Michael Jackson may have been dead for some time now but that doesn't mean his millions of fans can't still enjoy him and his music, even if that "him" is in the form of a hologram.
But a certain Alki David, who claimed he owns the rights to the technology associated with the projection of the hologram, very nearly put a stop to the whole idea.
David filed a lawsuit on Thursday against pretty much everyone, from the Michael Jackson Estate to MJ's production company as well as Dick Clark Productions, in order to stop them from showing the hologram at the upcoming Billboard Music Awards.
The basis of the lawsuit surrounds the life-size, 3D image of Michael Jackson which will debut a Jackson song, "Slave to the Rhythm," which has not been heard by the public before.
David contends that if Billboard uses "his" projection technology it will ruin his plans for a high-profile Michael Jackson performance later this year!
A lawyer for the Jackson estate, Howard Weitzman, spoke to TMZ about the lawsuit claiming it is nothing but a stunt: "This is another Alki David stunt, no different than his claiming that Brandon Howard was Michael Jackson's son.
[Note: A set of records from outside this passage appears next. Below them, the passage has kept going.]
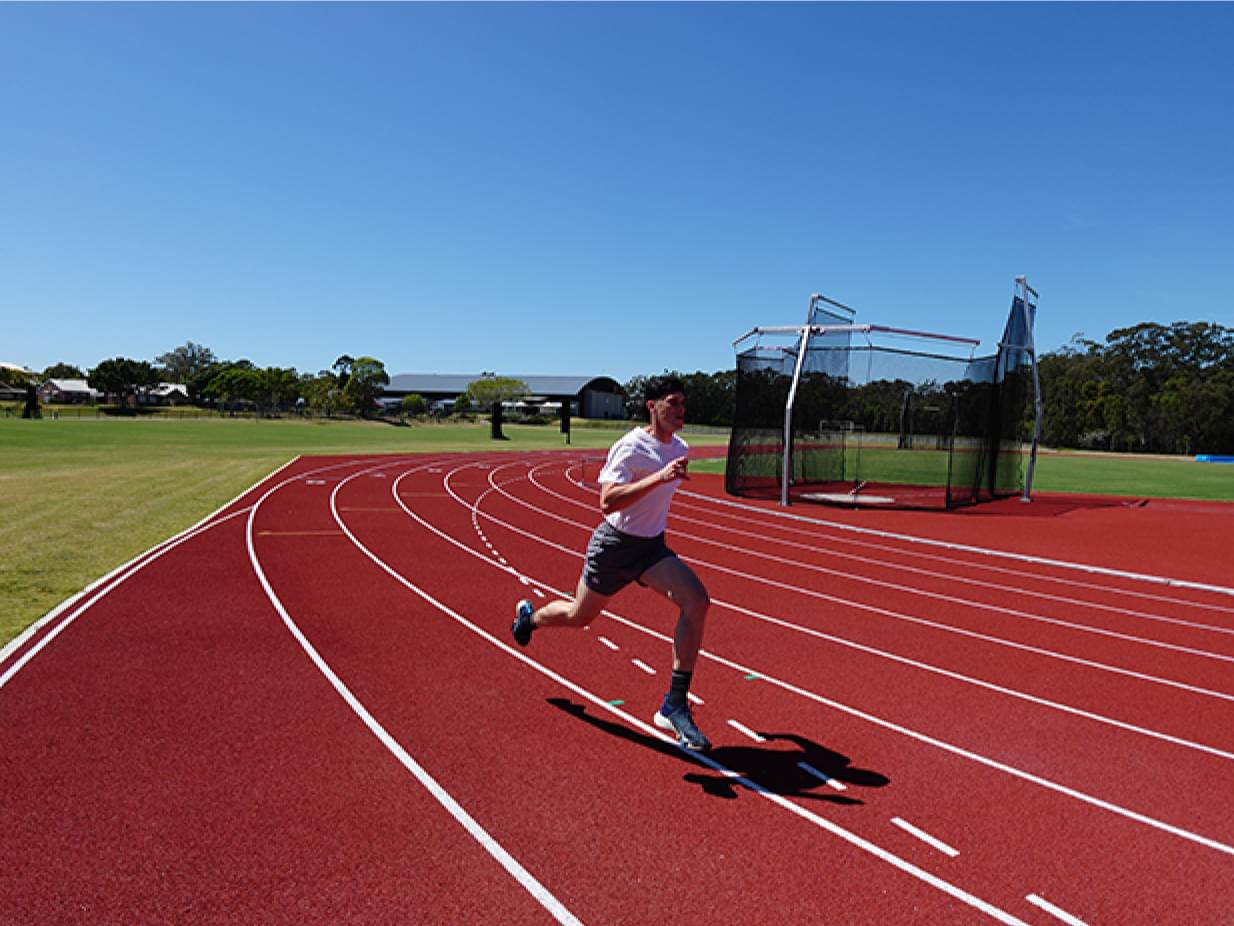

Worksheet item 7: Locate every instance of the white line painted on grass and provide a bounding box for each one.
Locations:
[1024,894,1088,926]
[891,816,960,858]
[0,453,318,688]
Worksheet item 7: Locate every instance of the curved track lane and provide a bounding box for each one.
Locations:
[0,454,1234,924]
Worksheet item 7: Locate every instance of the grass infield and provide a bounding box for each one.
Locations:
[0,417,1234,644]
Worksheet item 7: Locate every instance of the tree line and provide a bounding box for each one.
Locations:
[1038,321,1234,454]
[626,321,1234,454]
[18,341,390,415]
[21,321,1234,454]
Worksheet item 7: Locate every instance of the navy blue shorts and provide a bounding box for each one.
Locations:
[582,521,676,595]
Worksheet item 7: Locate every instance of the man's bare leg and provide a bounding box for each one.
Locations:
[511,577,612,646]
[642,557,711,749]
[640,557,711,672]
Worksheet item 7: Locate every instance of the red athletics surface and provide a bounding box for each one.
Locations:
[0,452,1234,924]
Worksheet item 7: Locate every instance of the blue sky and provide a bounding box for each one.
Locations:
[0,4,1234,380]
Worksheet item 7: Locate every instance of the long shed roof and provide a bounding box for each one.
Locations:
[385,373,624,395]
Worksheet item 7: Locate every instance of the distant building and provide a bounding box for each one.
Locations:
[138,383,189,405]
[38,379,102,405]
[380,373,626,419]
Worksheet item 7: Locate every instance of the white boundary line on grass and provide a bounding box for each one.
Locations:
[0,453,301,689]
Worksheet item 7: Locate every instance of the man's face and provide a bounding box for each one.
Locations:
[648,393,686,432]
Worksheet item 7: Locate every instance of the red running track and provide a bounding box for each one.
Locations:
[0,453,1234,924]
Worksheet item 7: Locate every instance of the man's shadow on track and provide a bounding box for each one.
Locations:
[547,698,891,805]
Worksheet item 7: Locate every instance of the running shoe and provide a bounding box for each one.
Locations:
[652,700,711,752]
[510,598,536,646]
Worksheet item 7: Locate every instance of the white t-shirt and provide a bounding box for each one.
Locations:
[600,427,690,537]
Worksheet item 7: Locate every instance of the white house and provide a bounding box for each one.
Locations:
[38,379,102,405]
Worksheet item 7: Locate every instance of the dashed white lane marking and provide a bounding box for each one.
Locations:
[891,816,960,858]
[728,720,766,743]
[1024,894,1087,926]
[797,762,848,791]
[389,467,1028,926]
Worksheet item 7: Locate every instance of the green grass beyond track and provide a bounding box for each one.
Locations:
[0,417,1234,643]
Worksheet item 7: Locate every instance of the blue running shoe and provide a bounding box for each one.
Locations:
[510,598,536,646]
[652,700,711,752]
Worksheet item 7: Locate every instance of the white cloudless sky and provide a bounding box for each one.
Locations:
[0,2,1234,382]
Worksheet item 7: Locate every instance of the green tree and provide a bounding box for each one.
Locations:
[86,357,159,401]
[257,367,300,411]
[154,341,218,385]
[202,367,264,405]
[341,357,390,416]
[300,370,342,415]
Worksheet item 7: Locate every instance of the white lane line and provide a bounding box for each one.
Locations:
[891,816,960,858]
[0,453,315,688]
[728,720,766,743]
[631,659,655,675]
[518,466,1234,706]
[491,466,1234,761]
[350,467,1028,926]
[246,464,582,926]
[446,467,1234,856]
[1024,894,1088,926]
[531,461,1234,624]
[797,762,848,791]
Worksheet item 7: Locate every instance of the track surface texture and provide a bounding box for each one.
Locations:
[0,452,1234,926]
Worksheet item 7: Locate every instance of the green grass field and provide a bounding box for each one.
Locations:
[0,417,1234,643]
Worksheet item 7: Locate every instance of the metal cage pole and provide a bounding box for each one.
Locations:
[780,321,813,507]
[1016,277,1044,501]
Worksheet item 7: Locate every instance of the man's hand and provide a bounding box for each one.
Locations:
[658,457,690,483]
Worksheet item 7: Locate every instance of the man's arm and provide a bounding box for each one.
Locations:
[600,457,690,515]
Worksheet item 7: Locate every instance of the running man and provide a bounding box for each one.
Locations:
[512,377,711,749]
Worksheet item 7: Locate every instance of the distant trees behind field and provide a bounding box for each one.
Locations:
[1038,321,1234,453]
[54,341,390,415]
[26,321,1234,454]
[626,321,1234,454]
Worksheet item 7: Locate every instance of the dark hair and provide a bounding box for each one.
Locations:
[643,373,686,403]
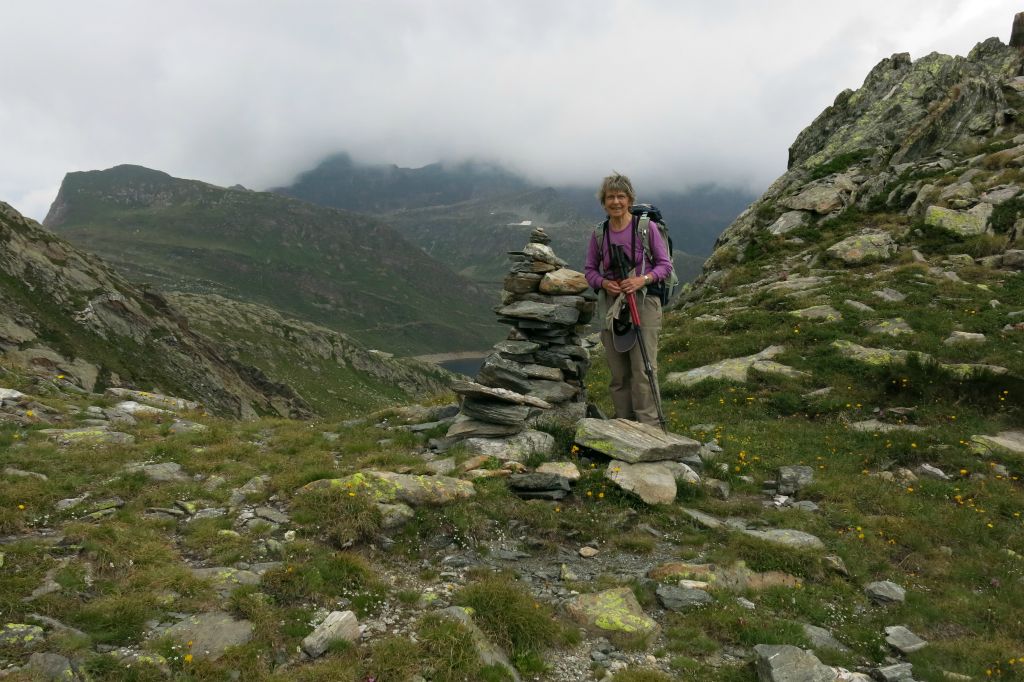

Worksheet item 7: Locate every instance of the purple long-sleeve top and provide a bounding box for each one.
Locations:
[584,219,672,289]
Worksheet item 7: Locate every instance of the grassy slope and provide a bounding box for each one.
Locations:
[48,167,496,352]
[171,294,446,418]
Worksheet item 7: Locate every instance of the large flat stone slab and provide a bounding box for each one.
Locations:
[575,419,700,464]
[495,301,580,327]
[39,426,135,447]
[463,430,555,462]
[604,462,676,505]
[566,587,658,636]
[162,611,253,660]
[105,388,199,411]
[452,378,552,410]
[925,204,992,237]
[825,231,897,265]
[665,346,785,386]
[754,644,839,682]
[302,611,360,658]
[971,431,1024,455]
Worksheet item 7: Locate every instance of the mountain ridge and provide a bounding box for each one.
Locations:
[45,166,495,352]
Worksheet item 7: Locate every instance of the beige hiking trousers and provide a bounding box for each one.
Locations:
[601,292,662,426]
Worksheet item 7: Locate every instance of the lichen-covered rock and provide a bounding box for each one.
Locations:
[867,317,913,336]
[825,231,896,265]
[566,587,658,637]
[302,611,360,658]
[495,301,580,325]
[604,462,676,505]
[791,305,843,322]
[574,419,700,464]
[0,623,46,649]
[463,430,555,462]
[299,470,476,507]
[39,426,135,447]
[191,566,260,595]
[540,267,590,296]
[768,211,811,236]
[125,462,189,483]
[831,339,930,366]
[160,611,253,660]
[864,581,906,604]
[754,644,837,682]
[665,346,805,386]
[743,528,825,549]
[971,431,1024,457]
[439,606,522,682]
[779,176,855,215]
[925,204,992,237]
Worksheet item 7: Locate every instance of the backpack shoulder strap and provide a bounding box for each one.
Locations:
[594,219,608,268]
[637,211,654,262]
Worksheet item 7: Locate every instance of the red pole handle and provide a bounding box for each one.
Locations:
[626,294,640,329]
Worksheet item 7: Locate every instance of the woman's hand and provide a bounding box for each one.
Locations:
[601,280,623,296]
[617,275,647,294]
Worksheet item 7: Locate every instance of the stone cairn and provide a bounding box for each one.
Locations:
[447,228,597,461]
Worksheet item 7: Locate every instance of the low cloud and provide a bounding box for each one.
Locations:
[0,0,1019,218]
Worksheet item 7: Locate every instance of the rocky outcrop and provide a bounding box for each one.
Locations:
[695,38,1024,278]
[0,203,311,418]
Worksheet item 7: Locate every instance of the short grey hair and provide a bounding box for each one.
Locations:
[597,171,637,206]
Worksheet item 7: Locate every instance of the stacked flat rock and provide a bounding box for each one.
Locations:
[575,419,700,505]
[447,228,597,438]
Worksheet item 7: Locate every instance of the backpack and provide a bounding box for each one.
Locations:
[594,204,679,305]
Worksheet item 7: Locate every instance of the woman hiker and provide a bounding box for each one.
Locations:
[585,173,672,426]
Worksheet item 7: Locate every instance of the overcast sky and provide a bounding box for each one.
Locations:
[0,0,1024,219]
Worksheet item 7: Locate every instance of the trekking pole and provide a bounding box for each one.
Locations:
[612,247,669,433]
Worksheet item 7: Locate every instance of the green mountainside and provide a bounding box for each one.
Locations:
[168,293,452,417]
[274,154,754,285]
[45,166,497,353]
[0,23,1024,682]
[0,203,311,418]
[273,154,528,213]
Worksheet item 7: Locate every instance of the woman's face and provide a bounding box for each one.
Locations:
[604,189,630,218]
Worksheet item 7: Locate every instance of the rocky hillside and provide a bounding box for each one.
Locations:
[6,22,1024,682]
[274,154,528,214]
[45,166,497,353]
[168,294,454,417]
[274,154,754,288]
[0,203,310,418]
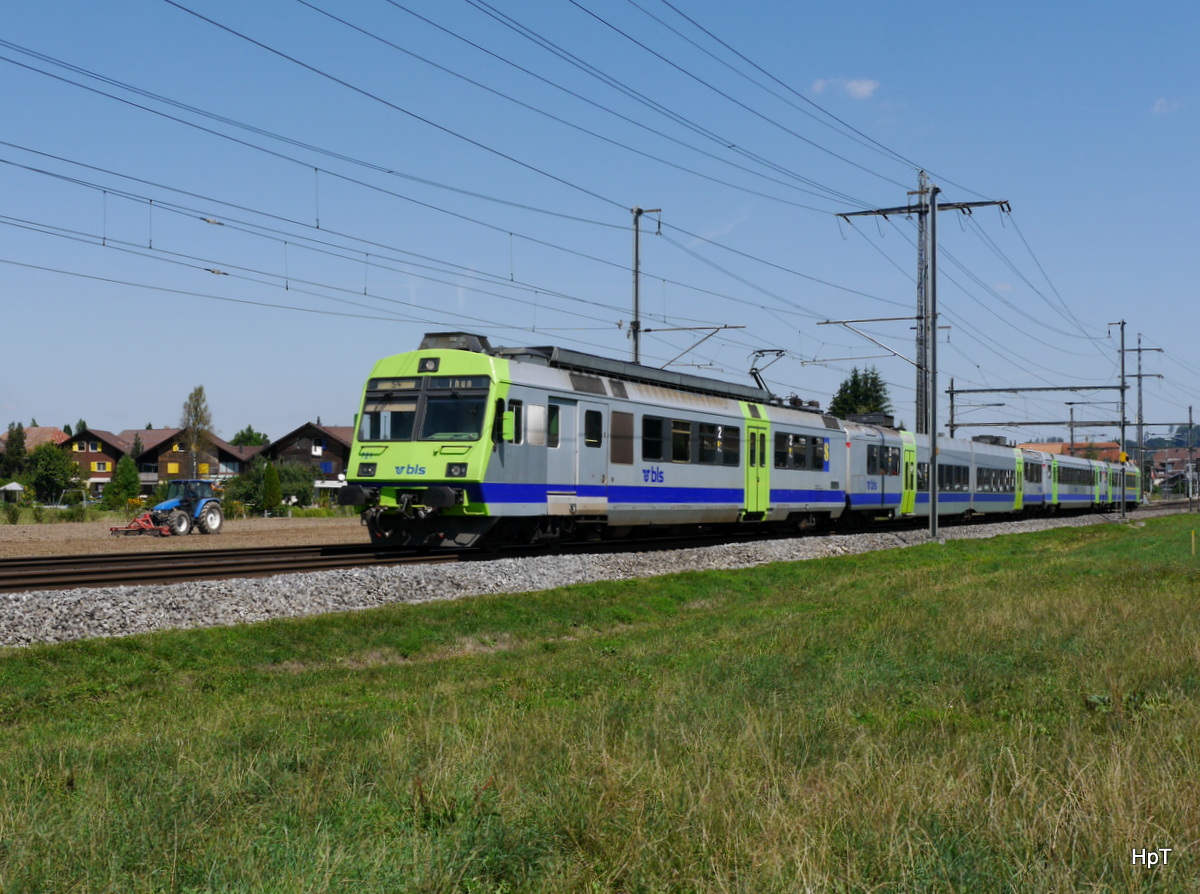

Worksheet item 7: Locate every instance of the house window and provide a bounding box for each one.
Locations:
[526,403,546,446]
[642,416,662,461]
[583,409,604,446]
[671,419,691,462]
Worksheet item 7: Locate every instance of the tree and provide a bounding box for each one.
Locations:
[229,425,271,446]
[28,442,79,503]
[104,456,142,509]
[0,422,26,478]
[829,366,892,419]
[263,463,283,512]
[179,385,212,478]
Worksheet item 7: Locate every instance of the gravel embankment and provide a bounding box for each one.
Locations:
[0,511,1180,646]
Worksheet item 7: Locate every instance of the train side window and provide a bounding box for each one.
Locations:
[671,419,691,462]
[526,403,546,446]
[583,409,604,446]
[642,416,664,461]
[608,412,634,466]
[700,422,720,466]
[716,426,742,466]
[775,432,792,469]
[509,401,524,444]
[792,434,821,469]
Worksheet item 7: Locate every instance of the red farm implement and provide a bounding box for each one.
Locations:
[108,512,170,538]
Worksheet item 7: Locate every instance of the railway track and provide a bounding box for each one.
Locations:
[0,545,460,593]
[0,500,1188,593]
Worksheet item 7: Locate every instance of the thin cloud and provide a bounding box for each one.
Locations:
[812,78,880,100]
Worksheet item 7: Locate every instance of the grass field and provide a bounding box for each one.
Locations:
[0,516,1200,894]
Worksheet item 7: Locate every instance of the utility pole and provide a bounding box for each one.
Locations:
[1122,332,1163,503]
[1188,406,1196,512]
[838,172,1012,538]
[629,208,662,364]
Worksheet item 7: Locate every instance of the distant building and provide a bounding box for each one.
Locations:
[0,425,71,454]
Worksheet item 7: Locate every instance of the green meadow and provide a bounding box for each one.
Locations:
[0,515,1200,894]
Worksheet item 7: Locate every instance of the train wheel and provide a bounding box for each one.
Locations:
[196,503,224,534]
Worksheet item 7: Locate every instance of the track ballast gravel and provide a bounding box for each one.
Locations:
[0,512,1171,646]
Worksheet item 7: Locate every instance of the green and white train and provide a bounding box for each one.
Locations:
[338,332,1139,547]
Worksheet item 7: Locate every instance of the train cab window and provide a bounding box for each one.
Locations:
[608,412,634,466]
[809,438,828,472]
[583,409,604,446]
[418,392,487,440]
[698,422,721,466]
[359,395,416,440]
[671,419,691,462]
[509,401,524,444]
[526,403,546,446]
[642,416,664,462]
[716,425,742,466]
[886,448,900,475]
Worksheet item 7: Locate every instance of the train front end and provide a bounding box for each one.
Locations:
[338,332,508,548]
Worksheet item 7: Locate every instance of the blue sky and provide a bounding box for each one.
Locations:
[0,0,1200,440]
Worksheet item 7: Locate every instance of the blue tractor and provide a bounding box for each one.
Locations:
[150,479,224,534]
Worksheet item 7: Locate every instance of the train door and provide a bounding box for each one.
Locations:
[900,432,917,515]
[745,419,770,521]
[1013,448,1025,512]
[546,398,577,496]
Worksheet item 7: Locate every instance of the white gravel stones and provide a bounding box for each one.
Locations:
[0,512,1161,646]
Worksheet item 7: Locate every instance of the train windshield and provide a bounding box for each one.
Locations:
[359,376,491,440]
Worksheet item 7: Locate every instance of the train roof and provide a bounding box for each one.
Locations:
[421,332,775,403]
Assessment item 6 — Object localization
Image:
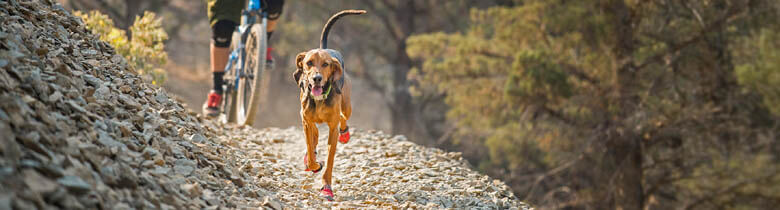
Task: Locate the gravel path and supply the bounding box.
[210,125,528,209]
[0,0,528,209]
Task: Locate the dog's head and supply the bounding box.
[293,49,344,100]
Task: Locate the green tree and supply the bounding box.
[407,0,780,209]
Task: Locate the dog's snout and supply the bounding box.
[312,74,322,83]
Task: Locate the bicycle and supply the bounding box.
[219,0,273,125]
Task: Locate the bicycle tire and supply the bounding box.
[236,19,268,126]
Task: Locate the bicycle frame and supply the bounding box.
[225,0,268,91]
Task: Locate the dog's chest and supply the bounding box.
[303,98,341,123]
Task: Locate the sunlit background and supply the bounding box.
[59,0,780,209]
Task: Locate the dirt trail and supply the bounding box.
[210,122,528,209]
[0,0,528,209]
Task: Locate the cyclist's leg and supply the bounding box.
[263,0,284,63]
[203,0,245,117]
[263,0,284,39]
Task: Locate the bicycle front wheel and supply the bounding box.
[236,18,268,125]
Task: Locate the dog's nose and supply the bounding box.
[314,74,322,83]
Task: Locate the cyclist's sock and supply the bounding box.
[212,72,225,94]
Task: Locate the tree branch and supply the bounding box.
[635,3,744,71]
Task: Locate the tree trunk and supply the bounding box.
[605,133,644,210]
[604,0,644,210]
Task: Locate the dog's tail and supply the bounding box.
[320,10,366,49]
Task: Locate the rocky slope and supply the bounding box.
[0,0,528,209]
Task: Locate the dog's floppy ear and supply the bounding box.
[293,52,306,88]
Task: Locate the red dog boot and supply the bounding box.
[339,126,349,144]
[320,185,333,201]
[303,152,324,174]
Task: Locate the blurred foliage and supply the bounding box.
[74,11,168,85]
[735,29,780,115]
[407,0,780,209]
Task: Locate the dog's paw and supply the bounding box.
[339,131,349,144]
[320,185,334,201]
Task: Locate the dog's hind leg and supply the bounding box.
[303,120,322,170]
[339,83,352,144]
[320,121,339,200]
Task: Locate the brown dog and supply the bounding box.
[293,10,366,201]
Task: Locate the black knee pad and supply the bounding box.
[211,20,238,47]
[263,0,284,20]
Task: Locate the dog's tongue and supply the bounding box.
[311,86,322,96]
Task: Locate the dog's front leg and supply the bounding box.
[322,120,339,185]
[303,120,321,170]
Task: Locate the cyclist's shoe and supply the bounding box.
[203,90,222,118]
[265,47,274,69]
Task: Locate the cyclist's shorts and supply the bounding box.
[207,0,284,27]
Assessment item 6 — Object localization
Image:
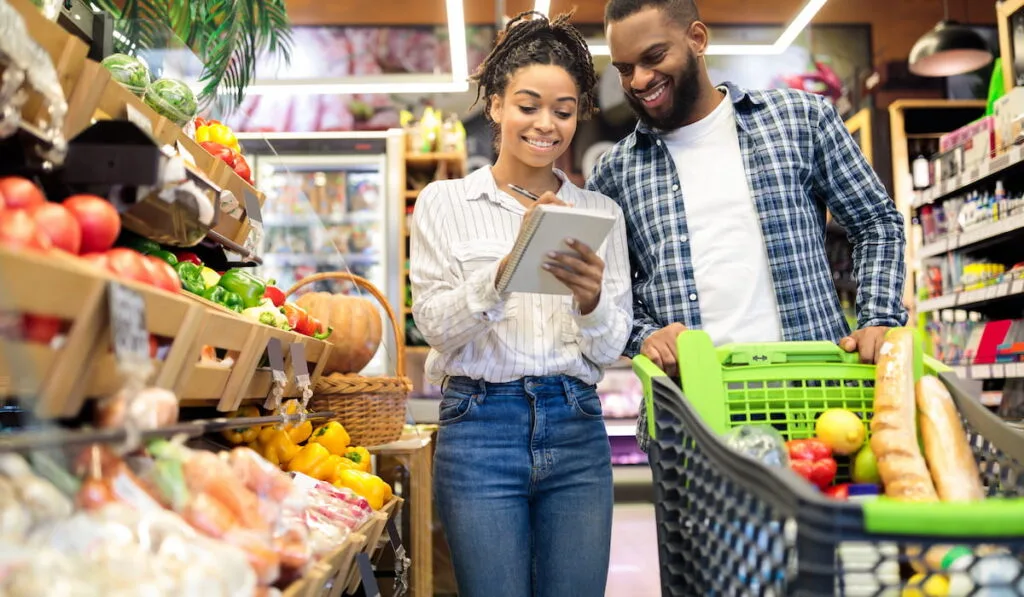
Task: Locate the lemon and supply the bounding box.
[900,574,949,597]
[814,409,866,456]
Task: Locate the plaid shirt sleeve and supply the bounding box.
[814,96,907,328]
[587,151,663,358]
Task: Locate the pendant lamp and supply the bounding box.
[909,0,994,77]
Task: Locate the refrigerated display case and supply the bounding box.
[238,130,404,375]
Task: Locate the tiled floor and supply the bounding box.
[605,504,662,597]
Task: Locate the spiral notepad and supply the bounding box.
[497,205,615,295]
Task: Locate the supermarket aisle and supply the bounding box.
[605,503,662,597]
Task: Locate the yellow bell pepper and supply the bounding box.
[196,122,242,154]
[221,406,260,445]
[342,445,371,473]
[256,427,299,468]
[309,421,349,456]
[324,454,356,486]
[334,469,391,510]
[281,399,313,443]
[288,443,341,481]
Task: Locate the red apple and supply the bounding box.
[26,203,82,255]
[0,209,52,251]
[0,176,46,209]
[63,195,121,253]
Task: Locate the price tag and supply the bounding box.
[355,552,381,597]
[385,518,412,597]
[266,338,288,384]
[289,342,309,386]
[242,186,263,224]
[125,103,153,135]
[110,282,150,364]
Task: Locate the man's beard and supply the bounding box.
[626,54,700,131]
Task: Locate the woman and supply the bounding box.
[411,13,632,597]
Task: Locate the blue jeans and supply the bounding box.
[434,376,612,597]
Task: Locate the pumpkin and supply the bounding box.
[295,292,383,375]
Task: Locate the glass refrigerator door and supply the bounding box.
[249,155,396,375]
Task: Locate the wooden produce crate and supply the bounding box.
[342,496,403,597]
[178,305,270,412]
[0,249,206,418]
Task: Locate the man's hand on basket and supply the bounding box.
[839,326,889,364]
[640,324,686,377]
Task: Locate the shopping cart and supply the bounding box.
[634,331,1024,597]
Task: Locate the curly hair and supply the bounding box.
[470,10,597,123]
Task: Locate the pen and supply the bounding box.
[509,182,541,201]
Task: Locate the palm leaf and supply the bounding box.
[95,0,292,111]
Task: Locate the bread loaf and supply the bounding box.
[916,375,985,502]
[871,328,939,502]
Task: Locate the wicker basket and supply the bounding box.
[285,271,413,445]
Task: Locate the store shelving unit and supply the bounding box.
[889,99,985,305]
[906,111,1024,417]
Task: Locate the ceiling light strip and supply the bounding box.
[589,0,828,56]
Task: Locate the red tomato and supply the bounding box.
[82,253,111,271]
[26,203,82,255]
[0,176,46,209]
[142,255,181,292]
[0,209,52,251]
[106,247,153,284]
[22,314,62,344]
[63,195,121,253]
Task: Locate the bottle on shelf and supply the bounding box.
[910,141,932,190]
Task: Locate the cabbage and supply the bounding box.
[100,54,150,95]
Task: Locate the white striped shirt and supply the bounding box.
[410,166,633,384]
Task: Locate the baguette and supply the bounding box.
[871,328,939,502]
[918,375,985,502]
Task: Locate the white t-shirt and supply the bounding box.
[662,92,782,345]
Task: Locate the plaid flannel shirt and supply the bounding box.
[587,83,907,451]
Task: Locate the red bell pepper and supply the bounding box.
[281,303,311,336]
[785,439,839,489]
[263,280,285,307]
[174,251,203,267]
[824,483,850,500]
It is ludicrous... and the show goes on," he said.
On that note, Judge Kent Dawson ruled that there wasn't enough evidence to prove that the 3D images to be projected would violate patents and that the companies failed to provide sufficient evidence that their patents were being used to create the Jackson hologram.
That means that the Michael Jackson hologram will be debuted along with the never-heard-before "Slave to the Rhythm" which the show producers have called a "history-making performance." And that's despite the fact that the legendary Michael Jackson will only be at the Billboard Music Awards in spirit, and not in person.